We have spent the last weeks sitting with this and trying to sort out what it means. The likely answer is that it is some slight progression of the disease. If so, it is the first progression he’s experienced anywhere in his body outside of where his symptoms first presented in his right hand and forearm more than one year ago. And that would make two things true.
The first truth is that people with Chris’ very aggressive form of ALS die, on average, 6-18 months after being diagnosed. That this is the only progression he’s seen 11 months since diagnosis is a true miracle. We know we have already been given the gift of time, and we are grateful for every single day.
The second truth is that, despite the miracle already working in Chris’ body, this has been a crushing development. As the weeks and months since Chris started the trial have moved along and his health remained so stable, we had started to let ourselves believe that maybe this drug would really be the magic bullet that would stop Chris’ ALS in its tracks, that he could live the rest of his life with no further losses to this disease, and so this has taken us back to where we were one year ago.
As Chris said to me, “It feels like I’m being diagnosed all over again.”
This is the reality of living with an illness like this.

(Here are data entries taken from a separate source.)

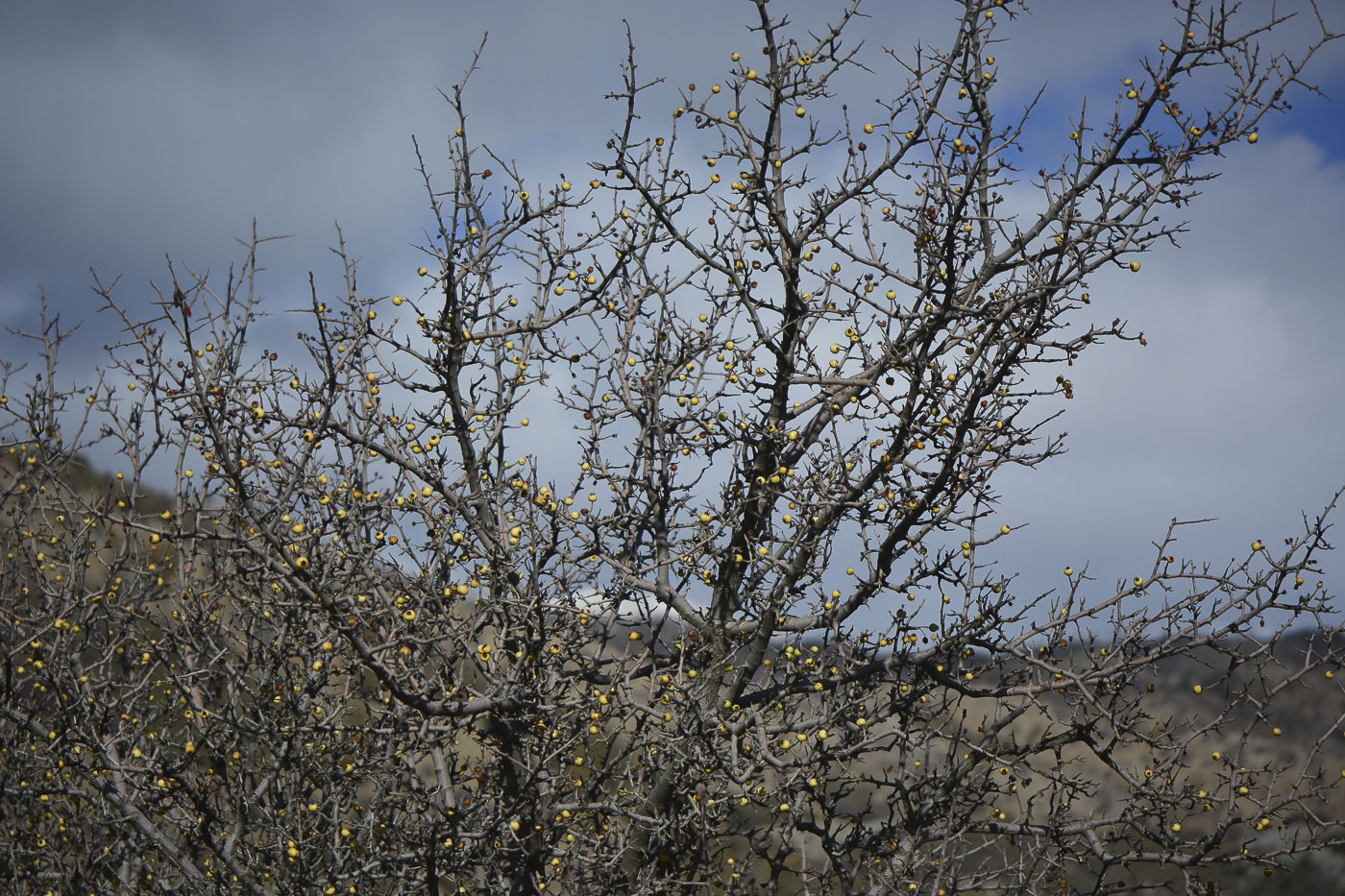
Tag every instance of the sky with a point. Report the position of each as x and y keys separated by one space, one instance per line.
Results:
x=136 y=132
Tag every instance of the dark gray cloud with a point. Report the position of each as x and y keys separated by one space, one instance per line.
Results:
x=136 y=130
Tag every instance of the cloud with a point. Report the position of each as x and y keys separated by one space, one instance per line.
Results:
x=140 y=130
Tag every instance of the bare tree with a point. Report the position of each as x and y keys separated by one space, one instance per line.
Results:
x=360 y=644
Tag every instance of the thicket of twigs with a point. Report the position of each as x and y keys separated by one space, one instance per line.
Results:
x=376 y=641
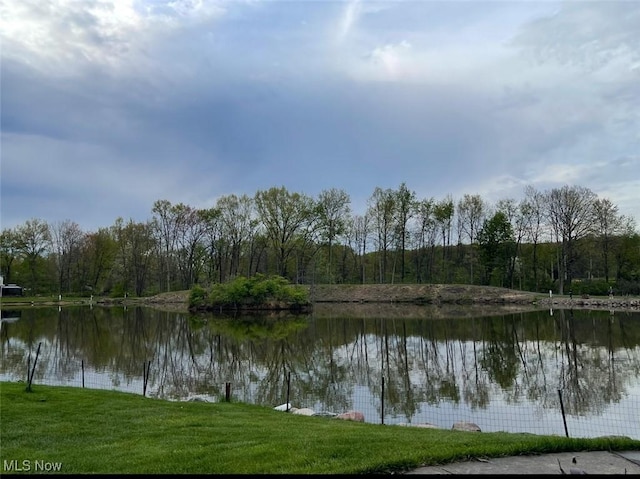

The other reality, and one that we happily accept, is that Chris remains a walking science experiment. This change could be just a blip, a small bit of progression that will stop where it is now. After all, the most likely thing to happen after Chris’ hand and forearm atrophy, doctors tell us, would have been progression into his right shoulder, but that hasn’t happened. If anything, Chris believes his right shoulder is stronger today than months ago.
And that’s the thing — no one knows what this means, or if it means anything at all, in regard to his illness or how the drug is working in his body. What we do know is that we have doctors with decades invested in this field expressing to us genuine excitement that this medicine exists and that Chris is receiving it.
We also know, after navigating this last year, that there are two ways to live life. One is focusing on everything you have, right here and right now. The other is focusing on all you have to lose. It is easy to slip from the former to the latter, but we continue to remind ourselves to stay present and grateful and — above all else — hopeful.
Chris and I talked about whether to share this development and what we decided, really, is that we will not hide from ALS. We will walk straight at this with our shoulders back and our heads held high, with the words of love and support from so many of you propping us up.
We are brave enough. And we fight on.